Il n’y a donc pas, à strictement parler, de problème au sujet du moi, mais uniquement un mystère. Aussi, la question Pourquoi j’existe ?, est une question maladroite ou malheureuse. La science peut en donner les causes, mais jamais le sens.

Le moi reste donc une un mystère en quête de sens. Nous en savons déjà beaucoup. Nous savons entre autres que le sens est sans fond. Donc, le mystère est sans fond. Ici, la parole du Siracide coule de source :

Lorsque l’homme en a fini, c’est alors qu’il commence.

S’il s’arrête, sa perplexité demeure. (18,7)

 

Le mystère apparaît toujours pour rationaliste comme un échec. Le rationaliste ne carbure qu’aux problèmes. C’est en réalité une mécompréhension du mystère. Notons que le mot mystère vient du grec signifiant initié, myste. Un initié est celui qui participait à des cérémonies, des rites, des cultes tenus secrets. Ils y apprenaient des connaissances de nature symbolique. Le mot est lâché : symbole. En fait, le myste – l’initié – s’initiait au langage symbolique. Qu’est-ce qu’un symbole ? Autre mot d’origine grecque : sumbolon, lancer ensemble. Il s’agit d’un signe de reconnaissance. Par exemple, lorsqu’un disciple du Christ en rencontrait un autre, tous deux présentaient soit un pain, soit un poisson. Pain et poisson constituaient pour ainsi dire leur carte d’identité. En fait, le symbole est un signe, mais un signe figuratif désignant un sens, pourvu d’une signification. Celui qui voit le drapeau du Québec, y voit quatre fleurs de lys entourant une croix blanche sur un fond bleu. Tous ces signes, ainsi que les couleurs, sont symboliques : ils désignent des réalités difficilement représentables : le français (les lys), la croix (la religion catholique), le fond bleu (le ciel) ; le blanc (la pureté, voire la neige). On le constate : la signification du symbole est sans fin, sans fond ; elle est large et ouverte. Il convient aussi de remarquer que le symbole est un signe de reconnaissance, d’identité personnelle.

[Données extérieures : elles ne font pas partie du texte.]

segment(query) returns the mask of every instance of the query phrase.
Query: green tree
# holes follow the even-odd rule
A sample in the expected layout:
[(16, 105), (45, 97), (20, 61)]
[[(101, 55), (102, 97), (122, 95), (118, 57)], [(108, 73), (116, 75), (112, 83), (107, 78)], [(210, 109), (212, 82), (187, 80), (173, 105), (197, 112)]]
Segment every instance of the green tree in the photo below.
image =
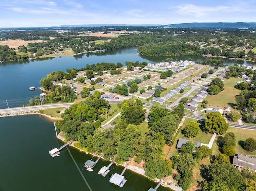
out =
[(232, 112), (229, 113), (228, 117), (230, 121), (237, 121), (240, 118), (240, 114), (238, 112)]
[(214, 162), (216, 163), (230, 163), (229, 157), (225, 154), (218, 153), (215, 155)]
[(236, 154), (235, 148), (232, 145), (224, 145), (222, 148), (222, 153), (228, 156), (234, 156)]
[(194, 152), (196, 145), (194, 142), (190, 140), (189, 140), (186, 144), (186, 148), (188, 153), (192, 154)]
[(167, 74), (167, 76), (168, 77), (170, 77), (170, 76), (172, 76), (173, 74), (173, 72), (171, 70), (167, 70), (166, 71), (166, 73)]
[(255, 151), (256, 150), (256, 140), (252, 138), (248, 138), (244, 141), (243, 148), (250, 152)]
[(90, 83), (91, 84), (91, 85), (94, 85), (96, 83), (95, 83), (95, 81), (94, 80), (91, 80)]
[(164, 72), (161, 73), (160, 75), (160, 79), (166, 79), (167, 78), (167, 73), (166, 72)]
[(203, 73), (201, 76), (202, 78), (206, 78), (208, 76), (208, 75), (207, 73)]
[(183, 97), (181, 99), (180, 99), (180, 102), (182, 102), (184, 104), (186, 103), (188, 99), (187, 97)]
[(134, 68), (132, 64), (128, 64), (127, 65), (127, 71), (133, 71)]
[(196, 149), (195, 156), (199, 160), (207, 157), (210, 157), (212, 156), (212, 150), (205, 145), (199, 146)]
[(134, 93), (138, 91), (138, 87), (136, 83), (133, 83), (132, 84), (132, 86), (130, 89), (130, 93)]
[(191, 121), (186, 125), (182, 131), (182, 134), (188, 138), (195, 137), (199, 134), (200, 129), (198, 123)]
[(220, 78), (215, 78), (213, 79), (211, 82), (211, 85), (217, 85), (220, 91), (223, 90), (223, 87), (224, 87), (224, 83)]
[(155, 94), (154, 95), (155, 97), (160, 97), (160, 91), (159, 89), (156, 89), (155, 91)]
[(142, 94), (143, 93), (146, 93), (146, 90), (145, 90), (144, 89), (141, 89), (140, 90), (140, 94)]
[[(230, 163), (214, 163), (205, 168), (205, 183), (203, 190), (241, 190), (244, 179), (238, 171)], [(220, 187), (213, 188), (210, 186), (218, 183)]]
[(208, 73), (210, 74), (212, 74), (214, 73), (214, 71), (213, 71), (213, 70), (212, 69), (211, 69), (209, 71), (209, 72), (208, 72)]
[(220, 91), (217, 85), (211, 85), (207, 89), (207, 92), (210, 95), (217, 95)]
[(93, 78), (94, 77), (93, 74), (93, 71), (91, 70), (86, 70), (86, 77), (88, 79), (91, 79)]
[(203, 130), (205, 132), (220, 134), (224, 134), (228, 129), (228, 124), (219, 112), (211, 112), (206, 114)]
[(89, 95), (89, 89), (86, 87), (84, 87), (83, 90), (81, 91), (81, 96), (82, 98), (84, 98)]

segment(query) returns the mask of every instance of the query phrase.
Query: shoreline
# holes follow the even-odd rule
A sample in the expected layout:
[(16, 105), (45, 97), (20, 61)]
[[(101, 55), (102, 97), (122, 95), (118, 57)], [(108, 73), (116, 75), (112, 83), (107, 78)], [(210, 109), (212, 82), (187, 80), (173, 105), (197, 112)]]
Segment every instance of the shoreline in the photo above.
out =
[[(3, 114), (1, 115), (0, 115), (0, 118), (1, 117), (10, 117), (10, 116), (21, 116), (21, 115), (39, 115), (40, 116), (44, 116), (45, 117), (47, 117), (50, 119), (53, 120), (62, 120), (61, 118), (55, 118), (52, 117), (50, 116), (46, 115), (45, 114), (42, 114), (38, 112), (38, 110), (31, 110), (30, 111), (22, 111), (20, 112), (8, 112)], [(66, 138), (64, 137), (61, 136), (59, 134), (57, 136), (57, 138), (61, 140), (62, 141), (65, 142), (66, 142)], [(77, 147), (74, 145), (74, 142), (72, 143), (70, 145), (70, 146), (79, 150), (80, 152), (84, 152), (86, 154), (90, 154), (92, 156), (96, 156), (98, 157), (99, 157), (99, 156), (98, 155), (96, 155), (92, 153), (88, 152), (82, 149)], [(104, 157), (102, 157), (102, 158), (104, 159), (104, 160), (106, 160)], [(124, 164), (118, 164), (116, 162), (114, 162), (116, 165), (117, 166), (122, 166), (124, 167), (125, 167), (127, 165), (129, 165), (129, 163), (130, 162), (130, 161), (126, 161)], [(140, 174), (140, 175), (142, 175), (144, 176), (147, 178), (148, 178), (148, 177), (146, 175), (145, 171), (144, 169), (142, 168), (140, 168), (139, 167), (136, 167), (136, 166), (134, 166), (132, 165), (129, 165), (127, 168), (130, 170), (138, 174)], [(149, 179), (149, 178), (148, 178)], [(155, 183), (158, 183), (160, 181), (160, 179), (149, 179), (150, 181), (154, 181)], [(170, 185), (168, 184), (170, 183)], [(172, 180), (170, 181), (165, 181), (164, 180), (163, 182), (161, 184), (161, 185), (164, 187), (168, 187), (170, 189), (172, 190), (174, 190), (175, 191), (182, 191), (182, 189), (181, 187), (178, 187), (177, 185), (175, 183), (174, 183)]]
[[(62, 136), (60, 136), (59, 133), (57, 135), (57, 138), (62, 140), (62, 141), (64, 141), (64, 142), (66, 142), (66, 138)], [(74, 142), (72, 143), (72, 144), (70, 144), (70, 145), (77, 149), (78, 149), (81, 152), (85, 152), (86, 154), (90, 154), (92, 156), (97, 156), (98, 157), (99, 157), (100, 156), (98, 155), (96, 155), (95, 154), (88, 152), (86, 151), (83, 150), (81, 148), (79, 148), (78, 147), (77, 147), (75, 146), (74, 145)], [(104, 157), (102, 157), (101, 158), (104, 159), (105, 160), (106, 160)], [(111, 161), (110, 160), (110, 161)], [(127, 167), (128, 169), (129, 169), (129, 170), (133, 172), (134, 172), (138, 174), (139, 174), (140, 175), (142, 175), (144, 176), (145, 177), (146, 177), (149, 179), (149, 180), (150, 181), (154, 181), (154, 182), (155, 183), (159, 183), (160, 181), (160, 179), (158, 179), (157, 178), (156, 178), (155, 179), (149, 179), (148, 177), (146, 176), (146, 175), (145, 174), (145, 171), (144, 168), (140, 168), (139, 167), (138, 167), (136, 166), (133, 166), (132, 165), (129, 165), (129, 163), (130, 162), (130, 161), (126, 161), (124, 162), (124, 164), (118, 164), (116, 163), (116, 162), (114, 162), (114, 163), (117, 166), (123, 166), (124, 167), (125, 167), (126, 166), (127, 166), (127, 165), (128, 165), (128, 167)], [(171, 184), (168, 185), (168, 184), (170, 183), (171, 183)], [(171, 190), (173, 190), (175, 191), (182, 191), (182, 189), (181, 188), (181, 187), (177, 186), (176, 184), (173, 183), (172, 181), (171, 180), (170, 181), (164, 181), (164, 181), (163, 181), (162, 183), (161, 184), (161, 185), (164, 187), (168, 187)]]

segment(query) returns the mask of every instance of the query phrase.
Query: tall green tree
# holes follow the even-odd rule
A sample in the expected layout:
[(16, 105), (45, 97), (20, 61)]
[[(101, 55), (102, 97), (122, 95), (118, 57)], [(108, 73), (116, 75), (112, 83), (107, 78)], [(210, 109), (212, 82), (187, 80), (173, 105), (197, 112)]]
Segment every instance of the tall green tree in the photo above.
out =
[(228, 129), (228, 124), (219, 112), (211, 112), (206, 115), (203, 130), (205, 132), (224, 134)]
[(199, 134), (199, 124), (194, 121), (191, 121), (185, 126), (182, 131), (182, 134), (186, 137), (195, 137)]

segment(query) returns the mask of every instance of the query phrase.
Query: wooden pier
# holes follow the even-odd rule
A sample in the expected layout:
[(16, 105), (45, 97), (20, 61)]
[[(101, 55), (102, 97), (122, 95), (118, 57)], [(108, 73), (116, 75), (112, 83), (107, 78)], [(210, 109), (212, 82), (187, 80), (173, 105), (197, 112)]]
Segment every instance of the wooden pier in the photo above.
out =
[(123, 171), (122, 171), (121, 174), (120, 174), (120, 175), (121, 175), (121, 176), (123, 175), (124, 174), (124, 172), (125, 172), (125, 171), (126, 170), (126, 169), (127, 169), (127, 167), (128, 167), (128, 165), (127, 165), (125, 167), (125, 168), (124, 168), (124, 169), (123, 170)]
[(73, 142), (73, 141), (72, 140), (69, 141), (68, 142), (65, 143), (62, 146), (60, 147), (58, 149), (57, 149), (57, 148), (54, 148), (54, 149), (52, 149), (49, 152), (49, 154), (50, 154), (50, 156), (51, 156), (52, 157), (54, 157), (57, 155), (59, 155), (60, 154), (60, 150), (61, 150), (62, 149), (67, 146), (68, 145), (71, 144)]
[(101, 154), (100, 156), (97, 159), (97, 160), (96, 160), (96, 161), (95, 162), (91, 160), (87, 160), (87, 161), (84, 163), (84, 166), (86, 168), (92, 169), (92, 168), (95, 166), (97, 163), (100, 160), (101, 157), (102, 156), (102, 155), (103, 155), (103, 154)]
[(103, 166), (103, 167), (101, 168), (98, 173), (98, 174), (101, 175), (103, 177), (105, 177), (106, 175), (107, 175), (109, 172), (110, 172), (110, 171), (109, 170), (109, 168), (111, 166), (111, 165), (112, 165), (114, 163), (114, 162), (117, 156), (117, 155), (116, 155), (115, 156), (113, 161), (111, 161), (111, 162), (109, 163), (108, 166)]

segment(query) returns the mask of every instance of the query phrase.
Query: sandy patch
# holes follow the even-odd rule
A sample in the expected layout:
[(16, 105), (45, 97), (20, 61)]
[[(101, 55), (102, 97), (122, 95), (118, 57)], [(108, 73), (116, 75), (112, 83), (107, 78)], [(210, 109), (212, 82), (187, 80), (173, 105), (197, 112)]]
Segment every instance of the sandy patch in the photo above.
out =
[[(51, 37), (50, 39), (54, 39), (55, 37)], [(27, 46), (28, 43), (34, 43), (35, 42), (46, 42), (46, 40), (10, 40), (5, 41), (0, 41), (0, 45), (7, 45), (10, 48), (17, 48), (19, 46), (24, 45)]]

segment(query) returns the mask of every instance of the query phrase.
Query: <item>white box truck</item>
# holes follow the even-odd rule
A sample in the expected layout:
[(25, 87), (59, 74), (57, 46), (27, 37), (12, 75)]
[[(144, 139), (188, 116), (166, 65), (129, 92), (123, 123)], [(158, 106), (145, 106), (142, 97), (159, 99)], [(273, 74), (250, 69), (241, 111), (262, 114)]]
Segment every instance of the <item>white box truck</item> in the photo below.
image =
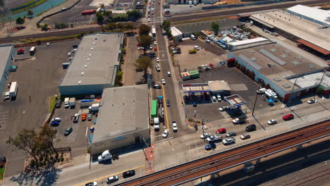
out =
[(68, 98), (68, 97), (66, 97), (64, 99), (64, 107), (66, 108), (69, 108), (69, 106), (70, 106), (70, 105), (68, 104), (69, 99), (70, 99), (70, 98)]
[(15, 99), (17, 96), (17, 89), (18, 88), (18, 85), (17, 82), (12, 82), (11, 88), (9, 89), (9, 94), (11, 99)]
[(111, 158), (112, 158), (112, 156), (111, 156), (111, 154), (110, 153), (110, 151), (106, 150), (106, 151), (103, 151), (102, 154), (99, 156), (99, 157), (97, 157), (97, 161), (99, 161), (99, 163), (102, 163), (102, 162), (104, 162), (105, 161), (111, 160)]

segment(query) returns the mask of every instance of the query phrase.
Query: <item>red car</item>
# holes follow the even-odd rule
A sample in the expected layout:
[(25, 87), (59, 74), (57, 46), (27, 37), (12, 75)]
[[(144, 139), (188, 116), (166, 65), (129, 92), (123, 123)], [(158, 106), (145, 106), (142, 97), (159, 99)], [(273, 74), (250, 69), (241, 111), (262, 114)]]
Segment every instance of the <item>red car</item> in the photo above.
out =
[(221, 128), (218, 130), (216, 131), (216, 133), (218, 133), (218, 134), (224, 134), (226, 133), (226, 128)]
[(293, 114), (287, 114), (284, 116), (283, 116), (283, 120), (292, 120), (295, 118), (295, 116), (293, 116)]

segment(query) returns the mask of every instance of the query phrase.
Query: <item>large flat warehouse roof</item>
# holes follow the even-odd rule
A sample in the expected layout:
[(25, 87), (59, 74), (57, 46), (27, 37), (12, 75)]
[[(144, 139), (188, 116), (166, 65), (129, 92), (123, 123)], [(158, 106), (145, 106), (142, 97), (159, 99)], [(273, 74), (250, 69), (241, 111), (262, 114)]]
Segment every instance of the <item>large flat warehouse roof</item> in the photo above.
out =
[(92, 142), (149, 128), (147, 85), (103, 91)]
[(114, 85), (123, 33), (85, 35), (60, 86)]
[(256, 13), (251, 16), (280, 30), (330, 51), (330, 28), (320, 25), (282, 11)]

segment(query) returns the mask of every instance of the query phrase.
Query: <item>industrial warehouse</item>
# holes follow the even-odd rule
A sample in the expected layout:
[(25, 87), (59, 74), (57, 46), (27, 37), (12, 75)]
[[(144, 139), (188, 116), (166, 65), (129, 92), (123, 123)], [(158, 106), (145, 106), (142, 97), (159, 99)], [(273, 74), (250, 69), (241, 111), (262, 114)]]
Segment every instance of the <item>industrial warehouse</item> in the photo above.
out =
[(150, 139), (147, 85), (104, 89), (100, 104), (93, 154)]
[(85, 35), (59, 89), (61, 95), (101, 94), (115, 86), (123, 34)]
[(315, 92), (318, 87), (324, 94), (330, 92), (325, 63), (317, 58), (310, 61), (276, 42), (254, 44), (231, 51), (228, 57), (254, 74), (256, 82), (269, 86), (280, 100), (288, 101)]

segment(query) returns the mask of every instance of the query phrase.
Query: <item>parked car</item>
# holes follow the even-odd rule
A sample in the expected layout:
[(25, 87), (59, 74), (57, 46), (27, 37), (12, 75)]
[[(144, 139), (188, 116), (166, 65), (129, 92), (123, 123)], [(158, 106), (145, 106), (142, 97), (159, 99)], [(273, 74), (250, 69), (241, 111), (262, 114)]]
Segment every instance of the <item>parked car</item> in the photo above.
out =
[(108, 178), (106, 178), (106, 183), (110, 184), (110, 183), (112, 183), (112, 182), (115, 182), (118, 181), (118, 180), (119, 180), (119, 178), (118, 178), (118, 176), (116, 176), (116, 175), (109, 177)]
[(231, 144), (235, 143), (235, 138), (226, 138), (222, 140), (222, 144), (224, 145)]
[(123, 173), (123, 177), (124, 178), (131, 177), (131, 176), (133, 176), (135, 175), (135, 170), (127, 170), (126, 172)]
[(246, 140), (246, 139), (248, 139), (248, 138), (250, 138), (251, 136), (248, 134), (248, 133), (245, 133), (245, 134), (243, 134), (240, 135), (240, 139), (242, 140)]
[(257, 126), (255, 124), (250, 125), (245, 128), (246, 132), (255, 131), (257, 130)]
[(219, 108), (219, 110), (221, 112), (223, 112), (223, 111), (227, 111), (228, 108), (229, 108), (229, 106), (221, 106), (221, 107)]
[(316, 99), (311, 99), (307, 101), (307, 103), (310, 104), (316, 103)]
[(85, 186), (97, 186), (97, 182), (87, 182), (85, 184)]
[(229, 132), (226, 135), (226, 136), (227, 137), (232, 137), (232, 136), (236, 136), (236, 132)]
[(283, 120), (292, 120), (295, 118), (295, 116), (293, 116), (293, 114), (291, 114), (291, 113), (289, 113), (289, 114), (287, 114), (284, 116), (283, 116)]
[(221, 128), (218, 130), (216, 131), (216, 133), (218, 133), (218, 134), (224, 134), (226, 133), (226, 128)]
[(73, 130), (73, 128), (72, 127), (68, 127), (64, 132), (64, 135), (68, 136), (72, 132)]
[(209, 133), (209, 132), (204, 133), (204, 134), (200, 135), (200, 139), (202, 139), (202, 140), (206, 139), (206, 138), (209, 137), (210, 135), (211, 135), (211, 133)]
[(93, 117), (93, 115), (92, 113), (87, 114), (87, 120), (91, 120), (92, 117)]
[(178, 132), (178, 125), (176, 125), (176, 122), (172, 121), (172, 128), (173, 132)]
[(271, 119), (271, 120), (267, 121), (267, 123), (269, 124), (269, 125), (276, 124), (276, 123), (277, 123), (277, 120), (276, 119)]
[(161, 135), (164, 138), (166, 138), (167, 137), (167, 135), (169, 135), (169, 130), (168, 129), (165, 129), (164, 130), (164, 132), (163, 132), (163, 135)]
[(216, 145), (215, 143), (211, 142), (211, 143), (205, 145), (205, 150), (207, 150), (207, 151), (214, 149), (215, 148), (216, 148)]

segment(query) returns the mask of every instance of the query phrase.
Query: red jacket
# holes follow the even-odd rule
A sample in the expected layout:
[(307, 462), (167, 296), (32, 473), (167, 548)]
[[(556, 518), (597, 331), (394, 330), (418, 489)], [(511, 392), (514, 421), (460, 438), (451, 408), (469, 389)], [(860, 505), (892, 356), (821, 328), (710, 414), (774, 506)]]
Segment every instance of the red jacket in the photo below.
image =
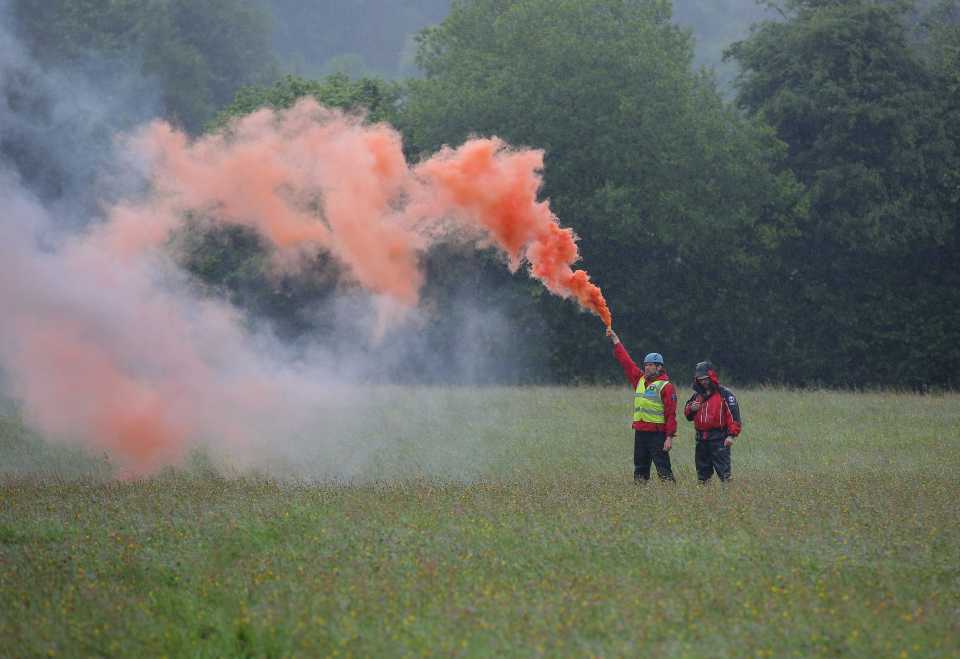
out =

Le cœur, comme symbole, par exemple, désigne l’être profond de la personne humaine. Ce n’est pas seulement qu’un organe anatomique. Le cœur représente ce qui est authentique, vrai, précieux, de première importance. Bref, le symbole du cœur est d’ordre du divin. Le prophète Ézéchiel en dit ceci :

 

Et je vous donnerai un cœur nouveau, et je mettrai en vous un esprit nouveau : j’ôterai de votre chair le cœur de pierre, et je vous donnerai un cœur de chair. Je mettrai en vous mon Esprit. »(36, 26-27)

 

En fait, le cœur est cette partie supérieure du moi – lequel est ce pauvre et misérable ‘cœur de pierre’ comme le désigne Ézéchiel.

L’ordre du mystère, donc, est celui du symbole, du langage symbolique. Ce langage renvoi à la partie la plus haute du moi, le cœur – le ‘cœur de chair’ dit encore Ézéchiel. Par conséquent, bien que, selon Gabriel Marcel, on ne puisse jamais objectiver le moi comme un quelconque objet du monde physique, on peut au moins affirmer que le moi a pour ainsi une partie inférieure et une partie supérieure.

 

*

 

C’est ici que nous introduisons la psychologie analytique (ou psychologie des profondeurs) de Carl Gustav Jung (1875-1961). Disciple au départ de Freud, Jung s’est rapidement dissocié de son maître viennois. Il introduisit en psychologie (des profondeurs) de notions clés telles celles, bien entendu, d’inconscient, d’inconscient collectif, d’archétype, mais surtout celle du Soi (das Selbst). Le Soi, pour le dire rapidement, est cette partie supérieure du moi dont nous avons parlé précédemment. L’être profond de la personne, si l’on préfère. L’« âme » comme on disait autrefois. Plus précisément, le Soi est le moi supérieur, mais inconscient. Le moi, lui, inférieur, est conscient. Faire advenir le Soi inconscient dans le moi conscient, c’est la tâche de toute une vie. En termes jungiens, le Soi est l’archétype (inconscient) de la totalité du moi dans le conscient. À cet égard, on rappellera ici le mot de Gabriel Marcel suivant lequel s’interroger sur l’être, c’est «… s’interroger sur la totalité de l’être et sur moi-même en tant que totalité. » Marcel, en d’autres termes, avait pour ainsi dire entrevu les vues de la psychologie des profondeurs de Jung. S’interroger sur l’être, objet par excellence d’étude de la métaphysique, en somme, c’est s’interroger sur le Soi, le Soi-même, en tant qu’archétype central de l’inconscient. Jung n’a fait, selon moi, qu’effleurer ce vaste domaine. Il s’est toujours refusé à aborder ce topique psychologique de première importance d’un point de vue métaphysique. Il est toutefois fort à parier que s’il avait connu l’existentialisme de Marcel, Jung y aurait souscrit. Car, au fond, le mystère dont parle l’existentialiste français a précisément le statut de la psyché. Celle-ci est tout autant spirituelle que matérielle. Certes, divisés que nous sommes, nous distinguons (surtout depuis Descartes) l’esprit de la matière. Or, ce dont nous devons réaliser c’est que matière et esprit ne forme qu’une seule et même chose. On ne saurait, en effet, parler de matière sans esprit et, inversement, on ne saurait parler d’esprit sans matière. C’est ce qu’Aristote avait compris en soutenant la « cause formelle » : il n’y a pas chose ou de substance sans une certaine forme. Le matérialiste est celui ou celle qui prétend dire ce qui ne peut être dit : il n’y a que de la matière.



[1] Gabriel Marcel, « Remarques sur les notions d’acte et de personne » in Essai de philosophie concrète, Paris, Gallimard, 1940, pp. 159-180. L’essai est daté de 1935.

[2] Gabriel Marcel, Position et approches concrètes du mystère ontologique. Paris, Beatrice-Nauwelaerts, 1967, p. 54. Je souligne le mot problème.

[3] Ibid, p. 55. Je souligne à nouveau le mot problème.

[4] Titre d’un essai de Bertrand Russell.

Commentaires

  1. Merci Jean pour ce rafraîchissant exposé. Il a le mérite d'être clair et bien présenté. Toutefois j'apporterais un petit bémol au sujet du "réductionnisme freudien". C'est comme vouloir réduire la sexualité à la génitalité seulement.
    Bravo pour ton beau travail de vulgarisation.